O quadro total é tão extenso, as variáveis são muitas vezes difíceis de pontuar, e o processo é tão dinâmico, que, atribuir uma gênese a tudo isso ou apontar uma culpa, é complexo. Mas, eu penso que, levando em conta o quanto determinante é a vontade pessoal na busca pelo conhecimento e o quanto as pesquisas mostram que culturalmente há um descompromisso assustador nesta busca, o mais próximo que podemos chegar a ponto de apontar o dedo indicando uma culpa é para próximos de nós mesmos.
Isso não é aliviar a culpa das instituições e reguladoras, é transcender esta culpa. É, além de olhar para o professor, para a escola e para o Estado, perceber o aluno também. É tentar entender como o nosso jeito de estudar, como nossos padrões de comportamento, acabam influenciando no resultado final. 
Hoje, no país, vivemos um quadro crônico em que a educação é apontada como a única saída, mas que está contaminada, como a maioria das outras coisas, e, por um mesmo mal. Mal que é hostil ao esforço e sem compromisso com o trabalho sério, no cenário onde só o esforço e o trabalho sério podem resolver os problemas. Constantemente ouvimos – quando não, nós mesmos quem dizemos – exclamações do tipo: “É só no Brasil mesmo!”, mas eventualmente nos corrompemos quando temos a oportunidade.

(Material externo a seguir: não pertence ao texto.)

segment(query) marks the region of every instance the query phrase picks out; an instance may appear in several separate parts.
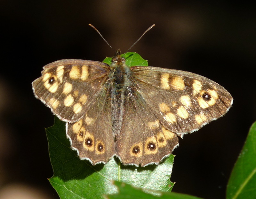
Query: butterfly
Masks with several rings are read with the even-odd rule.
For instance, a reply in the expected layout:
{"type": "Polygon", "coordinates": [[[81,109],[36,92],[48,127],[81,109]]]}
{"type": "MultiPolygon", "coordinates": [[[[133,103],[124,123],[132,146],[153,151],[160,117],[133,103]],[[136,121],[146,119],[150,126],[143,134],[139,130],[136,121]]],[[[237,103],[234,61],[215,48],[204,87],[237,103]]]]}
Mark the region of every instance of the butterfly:
{"type": "Polygon", "coordinates": [[[217,83],[189,72],[132,66],[117,50],[111,63],[63,59],[32,82],[36,97],[66,122],[82,160],[158,165],[178,137],[224,115],[233,99],[217,83]]]}

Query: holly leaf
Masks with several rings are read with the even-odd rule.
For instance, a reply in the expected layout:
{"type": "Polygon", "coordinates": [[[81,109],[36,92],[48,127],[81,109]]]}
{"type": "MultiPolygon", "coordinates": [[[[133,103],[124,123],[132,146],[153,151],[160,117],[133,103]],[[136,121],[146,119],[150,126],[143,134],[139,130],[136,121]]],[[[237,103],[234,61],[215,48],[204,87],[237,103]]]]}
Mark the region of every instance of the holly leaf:
{"type": "Polygon", "coordinates": [[[115,181],[118,193],[106,196],[107,199],[200,199],[194,196],[173,192],[163,192],[139,188],[124,182],[115,181]]]}

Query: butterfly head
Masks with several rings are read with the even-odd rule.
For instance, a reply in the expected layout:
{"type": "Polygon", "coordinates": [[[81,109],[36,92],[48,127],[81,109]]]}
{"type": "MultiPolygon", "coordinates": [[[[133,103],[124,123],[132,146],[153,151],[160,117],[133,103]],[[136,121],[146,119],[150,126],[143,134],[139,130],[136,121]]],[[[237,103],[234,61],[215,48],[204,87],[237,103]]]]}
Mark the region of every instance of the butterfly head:
{"type": "Polygon", "coordinates": [[[121,51],[120,49],[116,50],[116,54],[112,57],[111,65],[122,66],[125,63],[125,59],[121,57],[121,51]]]}

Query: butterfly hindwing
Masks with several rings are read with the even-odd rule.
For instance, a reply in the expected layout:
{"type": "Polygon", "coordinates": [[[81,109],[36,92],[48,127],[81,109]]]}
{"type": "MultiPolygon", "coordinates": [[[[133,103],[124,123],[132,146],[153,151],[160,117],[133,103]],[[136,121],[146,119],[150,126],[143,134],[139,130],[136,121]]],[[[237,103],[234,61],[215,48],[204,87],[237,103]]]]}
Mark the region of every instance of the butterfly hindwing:
{"type": "Polygon", "coordinates": [[[188,72],[131,67],[136,89],[165,127],[180,136],[224,115],[233,102],[217,83],[188,72]]]}
{"type": "Polygon", "coordinates": [[[124,115],[117,155],[124,164],[158,164],[178,145],[177,135],[166,129],[134,88],[124,91],[124,115]],[[125,144],[124,145],[124,143],[125,144]]]}
{"type": "Polygon", "coordinates": [[[115,153],[109,91],[109,86],[105,84],[82,119],[67,123],[71,147],[81,159],[89,160],[93,165],[106,163],[115,153]]]}

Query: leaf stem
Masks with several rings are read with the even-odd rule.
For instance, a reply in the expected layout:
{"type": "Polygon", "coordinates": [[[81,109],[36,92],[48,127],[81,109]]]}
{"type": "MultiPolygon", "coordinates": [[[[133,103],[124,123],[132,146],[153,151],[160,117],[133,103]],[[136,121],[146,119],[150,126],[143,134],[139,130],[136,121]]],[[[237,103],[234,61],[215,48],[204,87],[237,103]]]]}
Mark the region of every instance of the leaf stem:
{"type": "Polygon", "coordinates": [[[246,179],[245,179],[244,183],[241,185],[241,186],[236,193],[236,194],[234,195],[234,197],[233,197],[232,199],[236,199],[236,198],[237,197],[237,196],[238,196],[239,194],[241,193],[242,190],[248,183],[249,180],[252,178],[252,176],[255,174],[255,172],[256,172],[256,168],[253,169],[252,171],[252,172],[246,179]]]}
{"type": "Polygon", "coordinates": [[[118,170],[117,177],[118,182],[120,182],[121,180],[121,162],[119,160],[118,161],[118,170]]]}

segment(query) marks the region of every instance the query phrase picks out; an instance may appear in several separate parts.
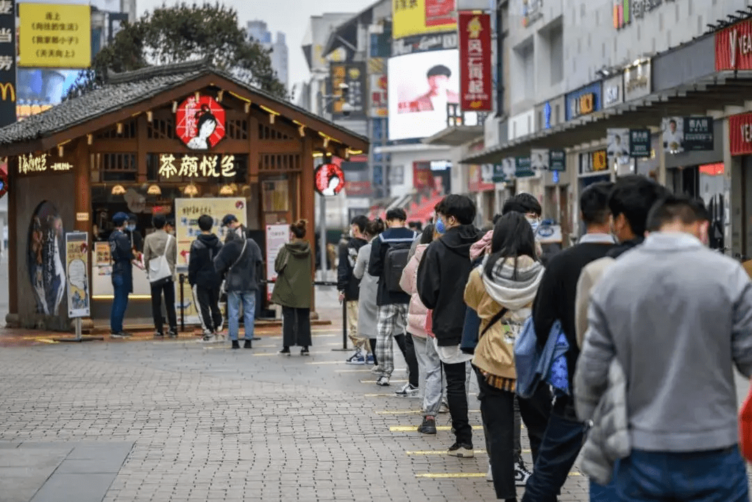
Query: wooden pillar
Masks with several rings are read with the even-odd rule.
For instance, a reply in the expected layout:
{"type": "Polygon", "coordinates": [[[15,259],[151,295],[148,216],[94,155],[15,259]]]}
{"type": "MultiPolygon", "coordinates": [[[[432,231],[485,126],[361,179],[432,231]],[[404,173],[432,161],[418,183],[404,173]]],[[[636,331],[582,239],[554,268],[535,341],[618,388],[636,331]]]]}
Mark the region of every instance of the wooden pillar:
{"type": "MultiPolygon", "coordinates": [[[[303,219],[308,222],[308,232],[306,240],[311,244],[312,253],[316,249],[316,202],[314,199],[314,142],[310,136],[306,136],[303,140],[303,172],[300,175],[300,183],[298,184],[298,191],[300,193],[302,201],[301,213],[303,219]]],[[[311,287],[314,289],[313,283],[316,277],[316,259],[313,260],[313,274],[311,277],[311,287]]],[[[311,295],[312,303],[311,304],[311,313],[316,312],[316,295],[314,289],[311,295]]],[[[317,316],[315,317],[317,318],[317,316]]]]}
{"type": "Polygon", "coordinates": [[[18,237],[18,195],[17,193],[16,181],[18,179],[18,157],[8,157],[8,295],[9,316],[18,316],[18,274],[20,264],[18,262],[18,246],[21,242],[26,242],[26,238],[18,237]]]}

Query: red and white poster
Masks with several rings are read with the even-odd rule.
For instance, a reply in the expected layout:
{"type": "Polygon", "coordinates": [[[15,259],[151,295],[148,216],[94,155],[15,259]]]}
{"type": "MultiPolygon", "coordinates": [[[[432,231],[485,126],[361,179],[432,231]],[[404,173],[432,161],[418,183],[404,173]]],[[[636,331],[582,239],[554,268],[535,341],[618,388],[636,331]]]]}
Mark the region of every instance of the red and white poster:
{"type": "Polygon", "coordinates": [[[211,96],[191,96],[177,107],[175,132],[191,150],[214,148],[225,137],[225,109],[211,96]]]}
{"type": "Polygon", "coordinates": [[[491,18],[460,12],[459,105],[462,111],[491,111],[491,18]]]}

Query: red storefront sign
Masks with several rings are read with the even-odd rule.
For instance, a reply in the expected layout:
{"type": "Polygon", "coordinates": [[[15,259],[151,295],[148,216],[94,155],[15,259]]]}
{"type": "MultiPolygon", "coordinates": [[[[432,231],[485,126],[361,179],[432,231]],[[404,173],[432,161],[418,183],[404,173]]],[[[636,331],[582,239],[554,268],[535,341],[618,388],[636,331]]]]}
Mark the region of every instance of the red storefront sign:
{"type": "Polygon", "coordinates": [[[715,71],[752,70],[752,20],[715,34],[715,71]]]}
{"type": "Polygon", "coordinates": [[[462,111],[491,111],[491,17],[460,12],[459,94],[462,111]]]}
{"type": "Polygon", "coordinates": [[[731,155],[752,154],[752,113],[729,117],[729,146],[731,155]]]}

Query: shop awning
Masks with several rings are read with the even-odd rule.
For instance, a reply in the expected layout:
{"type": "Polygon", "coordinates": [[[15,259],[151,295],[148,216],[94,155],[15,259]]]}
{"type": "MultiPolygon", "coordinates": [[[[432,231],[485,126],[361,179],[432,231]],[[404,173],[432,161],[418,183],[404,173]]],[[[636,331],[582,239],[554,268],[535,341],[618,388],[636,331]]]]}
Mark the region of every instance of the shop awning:
{"type": "MultiPolygon", "coordinates": [[[[533,148],[564,149],[601,141],[606,129],[658,126],[665,116],[705,114],[743,106],[752,95],[752,71],[720,71],[669,89],[538,131],[462,159],[463,164],[498,164],[505,158],[529,155],[533,148]]],[[[712,115],[712,113],[710,113],[712,115]]]]}

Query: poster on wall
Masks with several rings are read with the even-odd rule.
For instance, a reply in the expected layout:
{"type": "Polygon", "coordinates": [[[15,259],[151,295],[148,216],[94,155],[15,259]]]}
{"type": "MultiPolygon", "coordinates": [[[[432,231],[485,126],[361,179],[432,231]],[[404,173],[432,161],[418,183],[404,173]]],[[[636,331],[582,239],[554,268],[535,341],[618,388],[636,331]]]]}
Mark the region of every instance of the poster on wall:
{"type": "MultiPolygon", "coordinates": [[[[221,226],[222,219],[227,214],[234,214],[238,222],[243,226],[247,224],[246,216],[247,202],[245,198],[238,197],[209,198],[176,198],[175,199],[175,237],[177,240],[177,262],[176,269],[178,273],[187,273],[188,259],[190,246],[201,233],[199,228],[199,217],[208,214],[214,219],[212,228],[220,240],[225,241],[228,228],[221,226]]],[[[175,285],[176,289],[180,287],[175,285]]],[[[180,292],[176,292],[175,298],[180,298],[180,292]]],[[[193,292],[187,282],[183,283],[183,309],[186,324],[198,324],[199,313],[196,310],[193,292]]],[[[178,315],[180,306],[178,305],[178,315]]]]}
{"type": "Polygon", "coordinates": [[[65,234],[65,269],[68,271],[68,316],[89,317],[89,234],[65,234]]]}
{"type": "Polygon", "coordinates": [[[57,316],[65,295],[62,218],[52,202],[37,206],[29,225],[26,266],[37,313],[57,316]]]}
{"type": "Polygon", "coordinates": [[[277,272],[274,271],[274,261],[280,249],[290,242],[289,225],[266,225],[266,280],[268,281],[266,289],[267,301],[271,301],[271,293],[274,289],[273,282],[277,280],[277,272]]]}
{"type": "Polygon", "coordinates": [[[447,127],[447,105],[459,104],[457,50],[389,59],[389,139],[432,136],[447,127]]]}

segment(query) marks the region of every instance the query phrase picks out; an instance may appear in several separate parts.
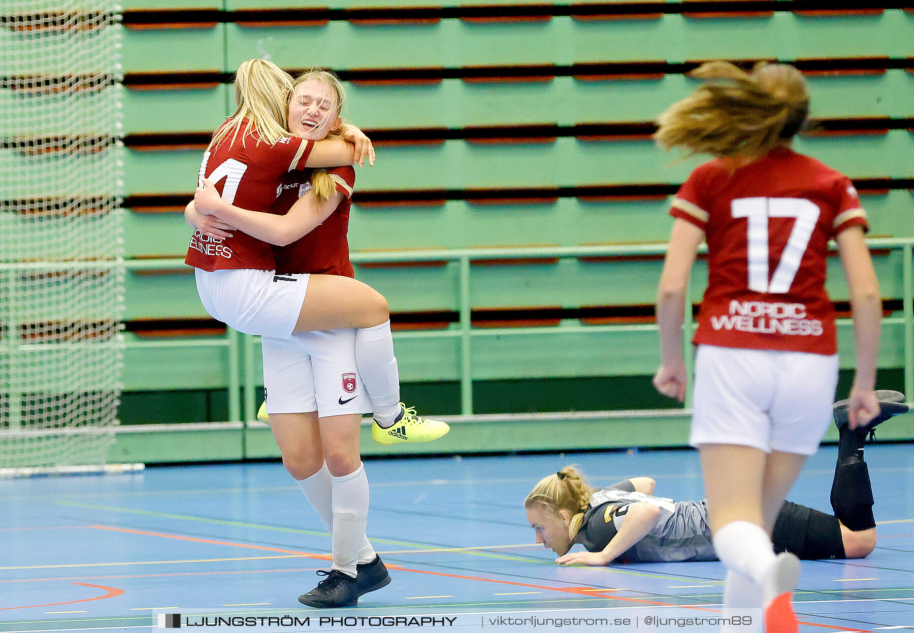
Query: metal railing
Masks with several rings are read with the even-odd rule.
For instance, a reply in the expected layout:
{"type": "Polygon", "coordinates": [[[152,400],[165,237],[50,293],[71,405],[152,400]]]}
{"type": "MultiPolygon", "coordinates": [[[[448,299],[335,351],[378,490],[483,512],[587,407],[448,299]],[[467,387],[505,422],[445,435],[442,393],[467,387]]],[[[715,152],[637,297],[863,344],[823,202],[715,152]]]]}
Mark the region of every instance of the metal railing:
{"type": "MultiPolygon", "coordinates": [[[[902,299],[903,316],[889,317],[883,320],[884,324],[903,324],[904,327],[904,385],[905,393],[914,393],[914,306],[912,306],[912,292],[914,292],[914,267],[912,267],[912,248],[914,238],[872,238],[867,239],[871,249],[889,249],[902,251],[902,299]]],[[[398,252],[361,252],[353,253],[352,261],[360,262],[421,262],[448,260],[459,265],[460,294],[458,301],[459,320],[456,327],[441,331],[417,331],[395,332],[396,339],[427,339],[427,338],[457,338],[460,340],[460,384],[461,384],[461,413],[463,416],[473,415],[473,341],[484,336],[512,336],[512,335],[543,335],[558,336],[579,332],[621,332],[634,331],[656,331],[655,324],[643,325],[558,325],[555,327],[508,327],[494,329],[473,328],[471,322],[470,291],[472,288],[471,262],[474,259],[485,258],[581,258],[581,257],[638,257],[662,255],[666,252],[665,243],[633,244],[618,246],[577,246],[577,247],[537,247],[516,248],[462,248],[452,250],[416,250],[398,252]]],[[[184,265],[180,258],[125,260],[124,267],[128,270],[154,270],[174,269],[184,265]]],[[[17,265],[21,268],[31,268],[35,264],[17,265]]],[[[44,267],[45,265],[41,265],[44,267]]],[[[57,265],[58,267],[59,265],[57,265]]],[[[0,268],[5,267],[0,265],[0,268]]],[[[55,265],[49,265],[54,268],[55,265]]],[[[692,303],[692,297],[686,298],[686,303],[692,303]]],[[[839,320],[839,323],[846,323],[847,320],[839,320]]],[[[692,323],[695,327],[695,323],[692,323]]],[[[691,347],[690,336],[685,337],[686,349],[691,347]]],[[[252,420],[256,415],[258,403],[255,401],[256,384],[255,369],[255,337],[241,334],[228,329],[225,337],[214,339],[195,339],[193,341],[135,341],[129,342],[130,347],[190,347],[190,346],[225,346],[228,351],[228,366],[227,367],[228,385],[228,416],[230,421],[242,419],[252,420]]],[[[686,363],[691,364],[692,354],[686,353],[686,363]]],[[[691,375],[691,364],[689,365],[691,375]]],[[[686,406],[688,403],[686,403],[686,406]]]]}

É a supremacia do parecer, pelo ser; do conseguir, pelo conquistar. O mercado pede um diploma, conseguimos um; a vida nos exige uma postura séria, nós aprendemos a encenar. É o caminho torpe, a estrada fácil, o jeitinho. Aos poucos, nesta lógica viciada, colecionando títulos ou não, tudo fica parecendo falso, o compromisso com a verdade e o compromisso com o próprio conhecimento são relativizados, e, com a anuência de todos ou não, vamos todos abortando a inteligência e eternizando nossa condição de país do futuro.